Pipelines re-run whenever the source changes. Appending to an existing chain would stack stale receipts, so reset first. Two equivalent patterns:

// Option 1: one call rebuilds the whole chain
await rebuildChain({
  file: "export.csv",
  stages: [clean, aggregate],
  chainDir: "receipts/",
  keyPath: "keys/signing.key",
});

// Option 2: compose by hand
await ingestFile({ file: "export.csv", origin: "export", chainDir: "receipts/", keyPath: "keys/signing.key" });
let records = loadCsv("export.csv");
records = await clean(records);
records = await aggregate(records);

Emit the data tab table

import { writeFileSync } from "node:fs";
import { canonicalDocument } from "tamper-signal";

writeFileSync(
  "public/receipts/table.json",
  JSON.stringify(canonicalDocument(finalRecords), null, 2) + "\n"
);

What a receipt holds

You will rarely open one by hand, but it helps to know the shape.
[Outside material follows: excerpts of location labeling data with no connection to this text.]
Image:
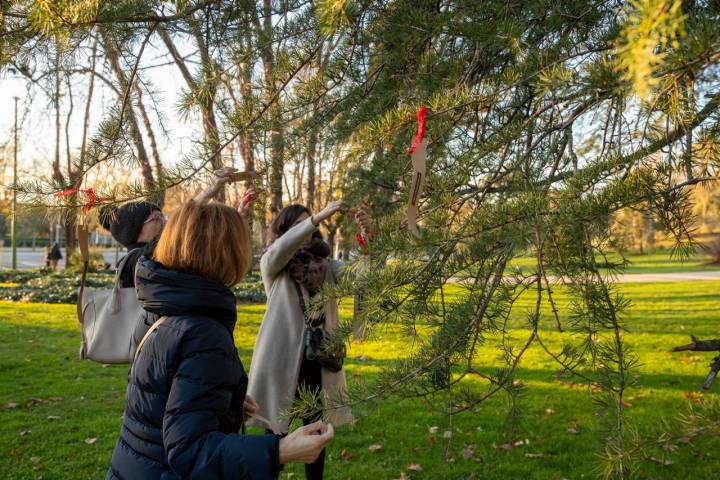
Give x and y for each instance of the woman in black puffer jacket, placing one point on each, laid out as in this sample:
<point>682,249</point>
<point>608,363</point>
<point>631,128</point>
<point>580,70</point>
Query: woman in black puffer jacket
<point>186,396</point>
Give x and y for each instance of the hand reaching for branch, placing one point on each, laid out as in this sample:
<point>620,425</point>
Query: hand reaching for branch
<point>222,177</point>
<point>305,444</point>
<point>331,209</point>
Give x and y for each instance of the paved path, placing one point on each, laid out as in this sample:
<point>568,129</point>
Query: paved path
<point>669,277</point>
<point>29,258</point>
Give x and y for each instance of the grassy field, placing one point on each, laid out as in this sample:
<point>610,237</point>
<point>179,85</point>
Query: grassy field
<point>659,262</point>
<point>60,417</point>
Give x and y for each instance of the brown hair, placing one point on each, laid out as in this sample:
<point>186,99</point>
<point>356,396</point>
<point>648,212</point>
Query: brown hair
<point>210,240</point>
<point>286,220</point>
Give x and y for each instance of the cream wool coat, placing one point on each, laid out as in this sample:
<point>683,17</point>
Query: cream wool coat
<point>275,365</point>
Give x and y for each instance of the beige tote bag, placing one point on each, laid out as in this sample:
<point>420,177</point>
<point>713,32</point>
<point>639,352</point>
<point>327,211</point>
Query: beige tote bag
<point>107,317</point>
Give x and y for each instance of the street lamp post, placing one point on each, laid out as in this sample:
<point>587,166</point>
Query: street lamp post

A transform receipt records the link to the previous stage, the code that ran, and the totals.

{
  "kind": "transform_receipt",
  "spec_version": "1.1",
  "transform": {
    "name": "transform_clean",
    "code_hash": "<sha256 of the function source>",
    "code_file": "pipeline.py"
  },
  "input_semantic_hash": "<must equal prior output hash>",
  "output_semantic_hash": "…",
  "output_control_totals": {
    "row_count": 48190,
    "numeric_sums": { "spend_(usd)": "98342.62" },
    "null_counts": { "campaign_name": 0 }
  },
  "signature": { "alg": "ed25519", "key_fingerprint": "…", "value": "…" }
}
Column names for metric flagging

The keys under numeric_sums and null_counts are the normalized column names (lowercased, spaces to underscores). Those exact strings are what you pass to data-receipt-column when you want the signal to flag a broken metric in place. See Mounting the signal.